Я известный Художник, всю жизнь ходил по Тарусе, а вокруг красота! За месяц рисовал по тридцать этюдов для души каждый день, шёл на пленер и этюды писал. Если не нравилось – рвал исступлённо и рисовал всё, что нравилось: дома и поля, старые машины, собак, речку, деревья, людей, детей, стариков, их лица, и взгляд. Главное – нарисовать свет и душу, и моя рука набивалась. Вдохновение – это бескрайнее море! А уже дома я рисовал на холсте как настоящее чудо. Картины! Сто тысяч идей. Во мне всё бурлило и фонтанировало! Э-э-эх! А тут – бах, и три года рисовать не могу! Не-е-могу-у. Враз, как отрезало! Смотрю на холст и не вижу! И понять ничего не могу. Три года! И ни фига! Ни-че-го! Одна пустота – белый холст, в руках кисть, и я плачу слезами перед холстом. А время идёт. Бывает время очень дорогое, как золотые Patek Philipp, а денег нет, чтобы купить, а если купил, то бережёшь как самое святое; а бывает время бросовое и совершенно не нужное – идёт, как сквозь пальцы грязный песок. Три года не пишу, и время ушло моё, как тот дешёвый песок, а песок покупать не будет никто – дураков нет. Вот так. А что я? Сдал в аренду квартиру в Москве и запил, загулял, и полмира объездил, со всеми поругался, и нет ничего – нет вдохновения! Нет, и всё! Всё песок! Сделаю пару этюдов, и пустота, что-то сломалось внутри. А всё почему? Нет любви! Живу как трава. На былой славе живу, и беден сейчас, как голодный помоечный кот…
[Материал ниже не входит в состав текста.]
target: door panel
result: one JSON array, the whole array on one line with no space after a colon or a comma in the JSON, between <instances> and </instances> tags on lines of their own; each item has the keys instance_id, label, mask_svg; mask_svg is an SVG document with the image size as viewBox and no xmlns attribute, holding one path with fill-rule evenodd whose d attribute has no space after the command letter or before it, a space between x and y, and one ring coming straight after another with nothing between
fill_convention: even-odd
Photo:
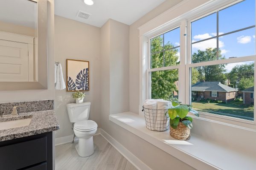
<instances>
[{"instance_id":1,"label":"door panel","mask_svg":"<svg viewBox=\"0 0 256 170\"><path fill-rule=\"evenodd\" d=\"M28 81L28 44L0 40L0 82Z\"/></svg>"}]
</instances>

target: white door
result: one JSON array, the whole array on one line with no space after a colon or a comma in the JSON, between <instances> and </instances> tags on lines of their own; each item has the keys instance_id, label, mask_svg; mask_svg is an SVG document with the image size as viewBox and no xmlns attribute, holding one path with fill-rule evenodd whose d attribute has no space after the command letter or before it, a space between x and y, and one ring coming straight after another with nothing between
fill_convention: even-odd
<instances>
[{"instance_id":1,"label":"white door","mask_svg":"<svg viewBox=\"0 0 256 170\"><path fill-rule=\"evenodd\" d=\"M0 40L0 82L27 82L28 45Z\"/></svg>"}]
</instances>

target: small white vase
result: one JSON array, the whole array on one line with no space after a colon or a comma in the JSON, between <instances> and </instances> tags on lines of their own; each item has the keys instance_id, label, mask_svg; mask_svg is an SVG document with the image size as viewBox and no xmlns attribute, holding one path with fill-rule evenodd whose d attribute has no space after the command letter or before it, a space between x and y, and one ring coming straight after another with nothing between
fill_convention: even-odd
<instances>
[{"instance_id":1,"label":"small white vase","mask_svg":"<svg viewBox=\"0 0 256 170\"><path fill-rule=\"evenodd\" d=\"M76 103L83 103L84 102L84 98L76 99Z\"/></svg>"}]
</instances>

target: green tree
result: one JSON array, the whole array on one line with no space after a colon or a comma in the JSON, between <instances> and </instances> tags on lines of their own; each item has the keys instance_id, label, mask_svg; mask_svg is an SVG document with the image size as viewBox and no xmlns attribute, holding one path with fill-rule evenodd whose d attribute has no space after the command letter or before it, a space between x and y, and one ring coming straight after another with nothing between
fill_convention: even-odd
<instances>
[{"instance_id":1,"label":"green tree","mask_svg":"<svg viewBox=\"0 0 256 170\"><path fill-rule=\"evenodd\" d=\"M178 63L179 56L177 49L168 42L164 45L163 38L158 36L151 41L151 68L175 65ZM161 52L162 51L162 52ZM153 71L151 74L151 97L169 100L177 92L176 82L178 77L177 69Z\"/></svg>"},{"instance_id":2,"label":"green tree","mask_svg":"<svg viewBox=\"0 0 256 170\"><path fill-rule=\"evenodd\" d=\"M198 71L195 68L192 68L192 76L191 77L191 83L192 85L195 84L196 82L199 81L199 73Z\"/></svg>"},{"instance_id":3,"label":"green tree","mask_svg":"<svg viewBox=\"0 0 256 170\"><path fill-rule=\"evenodd\" d=\"M234 67L228 74L231 84L236 84L236 82L242 78L251 78L254 76L254 63L238 65Z\"/></svg>"},{"instance_id":4,"label":"green tree","mask_svg":"<svg viewBox=\"0 0 256 170\"><path fill-rule=\"evenodd\" d=\"M219 59L225 59L222 56L221 51L219 50ZM192 55L192 61L193 63L200 62L217 60L217 48L208 48L205 51L198 50L198 53L194 53ZM224 73L226 71L225 67L226 65L207 65L196 68L199 73L198 78L204 80L206 82L221 82L225 83L227 77Z\"/></svg>"},{"instance_id":5,"label":"green tree","mask_svg":"<svg viewBox=\"0 0 256 170\"><path fill-rule=\"evenodd\" d=\"M242 77L240 80L238 88L240 91L242 91L254 85L254 78L253 77L250 78Z\"/></svg>"}]
</instances>

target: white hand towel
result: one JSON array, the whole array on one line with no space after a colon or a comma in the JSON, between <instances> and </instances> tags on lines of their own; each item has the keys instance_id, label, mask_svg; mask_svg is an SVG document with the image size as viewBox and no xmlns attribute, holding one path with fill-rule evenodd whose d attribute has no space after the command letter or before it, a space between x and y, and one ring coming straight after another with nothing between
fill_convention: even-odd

Я тут сумбурно всё вам говорю, но вы поймёте. Честно, друзья, мне деньги очень нужны, а у людей вокруг, соседей, тоже нет денег. Картины же мои стоят больших денег, им не купить, и теперь я вынужден продавать свои чувства за мелочь – то бишь старые картины за мелкую сумму, чтобы купить хлеба и краски, и цветы для девушек. Уф! Все ругают меня, говорят, пиши то-то вот так, а я один знаю, в чём мой талант, и указывать мне не надо! Не-На-До! (Художник остановился, вдруг обхватил свою голову, помолчал и продолжил). Я, Художник, всю свою жизнь думал о любви, но ответа, увы, я не нашёл. Ван Гог в приступе страха съел все свои краски, а у меня денег нет, и краски закончились, и сын мне не звонит. А я к тебе, друг, пришёл рассказать, что со мною намедни случилось. Да – случилось! Уф, всё тебе расскажу! Всё, как на Духу! И понял я, что любовь – это не только секс и постель, это настоящие чувства, счастье и горе, улыбки и вздохи вдвоём, и красивые сны. А беспокойство и жертвенность, любые лишения – всё человек может стерпеть ради сильной любви, и нет преград для неё… И я теперь жажду снова портреты и картины писать, и все о любви! Да, о любви! Видно, мой возраст и опыт пришёл, и в душе моей что-то открылось. Талант во мне! Не хочу и не буду больше открытки писать за большие огромные деньги! Нет там искусства, нет там любви. А любовь, я вам скажу, это не 11 минут секса, это ещё чувства и яркие краски вокруг секса или благодати, радость присутствия любимой подруги многие лета (Художник улыбнулся мечтательно, и лицо его просияло и наполнилось светлой внутренней красотою). А ещё любовь – это воспоминая о любимой и все необычные чувства до и после секса, и при этом они могут длиться вечно, годами, потому что человек – консерватор, и он может долго чувствовать и вспоминать радость любви, как вот она (он показал на Мэри) была счастлива с ним (и показал на Поэта). Постель – это миг. А долгий путь счастья рука об руку – это есть божественный кайф двух сердец. Но чувства и реальная жизнь живут в разных плоскостях, параллельны они – материальные и чувствительные миры нашей жизни редко пересекаются. Ах, как я любил! Невероятно! Мэри, вы ослепительно прекрасны! Воплощение земной красоты! Позвольте поцеловать в щёчку вас? И вашу ручку.